Peculiar Treasures
- Author: Frederick Buechner
- Language: English
- Publisher: HarperCollins, NY
- Publication date: 1979
- Preceded by: Telling the Truth: the Gospel as tragedy, comedy, and fairy tale
- Followed by: A Room Called Remember

= Peculiar Treasures =

1979 book by Frederick Buechner

Peculiar Treasures: A Biblical Who's Who, is a collection of meditations on the stories of biblical figures, written by Frederick Buechner. It is the second of Buechner's lexical trilogy, which includes Wishful Thinking (1973) and Whistling in the Dark (1988). Published in 1979 by Harper and Row, Peculiar Treasures is Buechner's seventh non-fiction work.

== Composition ==
In his autobiographical work, Now and Then (1983), Buechner reveals that, in similarity with many of his early non-fiction publications, Peculiar Treasures was inspired by his time as a teacher and chaplain at the Phillips Exeter Academy (1958–67): 'much of what I had to do', he remembers, 'was simply to reach back to what I remembered from my Exeter years and to questions I had tried to answer then'. The resultant profiles of Biblical figures around which the book is centred, he concludes, are the result of his attempt to 'scrape off some of the veneer with which centuries of reverence had encrusted them until I reached something at least approaching, I hoped, what had once been their flesh-and-blood humanity'.

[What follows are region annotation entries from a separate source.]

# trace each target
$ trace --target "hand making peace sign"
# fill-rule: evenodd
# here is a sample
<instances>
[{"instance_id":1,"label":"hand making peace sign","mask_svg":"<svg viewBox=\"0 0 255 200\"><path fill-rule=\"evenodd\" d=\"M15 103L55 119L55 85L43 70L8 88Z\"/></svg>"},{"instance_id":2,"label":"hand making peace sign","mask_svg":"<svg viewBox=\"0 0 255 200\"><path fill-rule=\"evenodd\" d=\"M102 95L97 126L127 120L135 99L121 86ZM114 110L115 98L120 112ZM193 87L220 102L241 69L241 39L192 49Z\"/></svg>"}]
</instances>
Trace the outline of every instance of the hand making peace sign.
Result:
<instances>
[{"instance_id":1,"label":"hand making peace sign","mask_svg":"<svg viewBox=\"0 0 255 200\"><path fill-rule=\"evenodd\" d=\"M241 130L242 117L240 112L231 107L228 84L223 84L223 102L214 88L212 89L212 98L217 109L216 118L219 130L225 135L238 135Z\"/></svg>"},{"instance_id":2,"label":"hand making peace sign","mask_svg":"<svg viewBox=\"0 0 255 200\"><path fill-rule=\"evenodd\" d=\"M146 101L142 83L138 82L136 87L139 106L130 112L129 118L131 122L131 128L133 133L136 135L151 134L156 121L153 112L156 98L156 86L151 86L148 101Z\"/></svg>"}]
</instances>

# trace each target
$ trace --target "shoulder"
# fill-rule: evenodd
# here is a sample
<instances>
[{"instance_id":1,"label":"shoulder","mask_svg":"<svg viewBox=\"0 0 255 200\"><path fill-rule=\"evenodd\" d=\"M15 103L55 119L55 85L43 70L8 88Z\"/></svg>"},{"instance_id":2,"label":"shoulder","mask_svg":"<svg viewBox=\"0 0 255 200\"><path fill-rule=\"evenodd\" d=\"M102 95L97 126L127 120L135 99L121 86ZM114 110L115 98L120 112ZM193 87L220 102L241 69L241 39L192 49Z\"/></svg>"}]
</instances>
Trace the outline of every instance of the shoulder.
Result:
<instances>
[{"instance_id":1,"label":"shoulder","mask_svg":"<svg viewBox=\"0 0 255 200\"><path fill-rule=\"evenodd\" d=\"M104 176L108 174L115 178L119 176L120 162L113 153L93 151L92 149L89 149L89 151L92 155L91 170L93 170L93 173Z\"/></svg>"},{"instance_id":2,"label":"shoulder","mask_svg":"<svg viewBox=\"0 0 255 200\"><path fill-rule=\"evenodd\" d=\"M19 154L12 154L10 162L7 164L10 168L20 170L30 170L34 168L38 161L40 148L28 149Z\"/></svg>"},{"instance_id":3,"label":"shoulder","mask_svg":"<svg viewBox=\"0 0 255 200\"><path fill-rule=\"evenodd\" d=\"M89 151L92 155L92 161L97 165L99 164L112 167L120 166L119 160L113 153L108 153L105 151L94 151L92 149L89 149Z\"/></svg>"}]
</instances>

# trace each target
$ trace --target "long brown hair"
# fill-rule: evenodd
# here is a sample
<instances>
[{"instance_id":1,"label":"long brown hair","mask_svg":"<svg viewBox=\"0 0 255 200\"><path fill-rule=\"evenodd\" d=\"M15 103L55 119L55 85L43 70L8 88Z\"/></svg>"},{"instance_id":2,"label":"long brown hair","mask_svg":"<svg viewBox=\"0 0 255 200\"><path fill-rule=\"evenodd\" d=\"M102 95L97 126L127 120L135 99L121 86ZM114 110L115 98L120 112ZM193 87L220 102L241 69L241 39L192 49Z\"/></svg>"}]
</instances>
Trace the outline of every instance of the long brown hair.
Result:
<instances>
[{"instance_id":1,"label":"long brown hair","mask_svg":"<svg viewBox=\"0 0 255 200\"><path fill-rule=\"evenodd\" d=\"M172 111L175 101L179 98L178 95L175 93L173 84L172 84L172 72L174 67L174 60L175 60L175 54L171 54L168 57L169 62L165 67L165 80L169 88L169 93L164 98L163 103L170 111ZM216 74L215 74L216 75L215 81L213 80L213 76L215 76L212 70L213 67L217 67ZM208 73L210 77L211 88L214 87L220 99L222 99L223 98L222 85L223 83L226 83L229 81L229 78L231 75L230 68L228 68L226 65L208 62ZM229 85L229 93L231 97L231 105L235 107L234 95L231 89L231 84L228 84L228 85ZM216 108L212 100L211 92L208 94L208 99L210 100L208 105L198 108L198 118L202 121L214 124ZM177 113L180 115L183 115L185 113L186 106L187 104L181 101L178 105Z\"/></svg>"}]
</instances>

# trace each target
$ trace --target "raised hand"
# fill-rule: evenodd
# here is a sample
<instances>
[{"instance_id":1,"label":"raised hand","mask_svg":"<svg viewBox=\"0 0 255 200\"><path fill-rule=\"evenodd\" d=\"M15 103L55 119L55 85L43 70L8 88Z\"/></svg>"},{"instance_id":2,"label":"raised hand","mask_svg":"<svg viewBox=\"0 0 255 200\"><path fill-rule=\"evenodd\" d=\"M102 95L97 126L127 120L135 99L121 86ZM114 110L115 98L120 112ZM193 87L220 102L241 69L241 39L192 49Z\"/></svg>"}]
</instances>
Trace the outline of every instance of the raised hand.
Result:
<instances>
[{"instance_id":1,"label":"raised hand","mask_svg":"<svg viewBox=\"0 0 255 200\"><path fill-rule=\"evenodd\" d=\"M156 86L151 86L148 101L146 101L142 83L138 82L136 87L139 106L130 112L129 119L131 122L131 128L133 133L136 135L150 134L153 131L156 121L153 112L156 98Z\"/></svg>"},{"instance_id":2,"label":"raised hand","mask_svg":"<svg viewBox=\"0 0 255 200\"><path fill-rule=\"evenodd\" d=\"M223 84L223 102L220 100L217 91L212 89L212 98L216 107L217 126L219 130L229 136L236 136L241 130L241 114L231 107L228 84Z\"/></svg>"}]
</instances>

Written from his home in Vermont, Peculiar Treasures features a collection of pen and ink illustrations, drawn by the author's daughter, Katherine. Of these drawings, Buechner writes that 'in some cases [they] struck me as more telling than my words'.

== Themes ==
Buechner scholar, Marie-Hélène Davies, argues that laughter is a central theme in Peculiar Treasures, and that this is an 'extremely rare' quality in 'theological writing'. This is supported by Buechner's own admission in his 'Author's Note', that '[t]here's a fair amount of laughter elsewhere among these sketches too', and that 'it's unseemly at best and, at worst, enough to get me defrocked'. Davies, while noting this potential for controversy, suggests that 'most of the time Buechner's humour is to the point, witty, apt, and reverent'. Peculiar Treasures, she concludes, 'is the work of an unsystematic theologian who deals in brilliant aperçus, illuminating insights, and fateful and faithful encounters'.

In his literary critical work, The Book of Buechner, Dale Brown focuses in on Buechner's portrayal of Jacob as emblematic of the themes that run throughout Peculiar Treasures. He writes that the author 'emphasizes the humanness of the father of nations', drawing out his 'loves and jealousies', his 'humiliations and bewilderments', his 'soaring faith and plunging despair', and his experience of the 'weariness of 'day-to-day survival'. Brown posits this exploration of Jacob as precursory to Buechner's 1993 novel, The Son of Laughter. The critic also notes that Buechner's un-sanitised depiction of Biblical characters in Peculiar Treasures inspired songs by both Michael Card and Daniel Amos 'based on the humor and contemporary themes Buechner finds in the Genesis account'.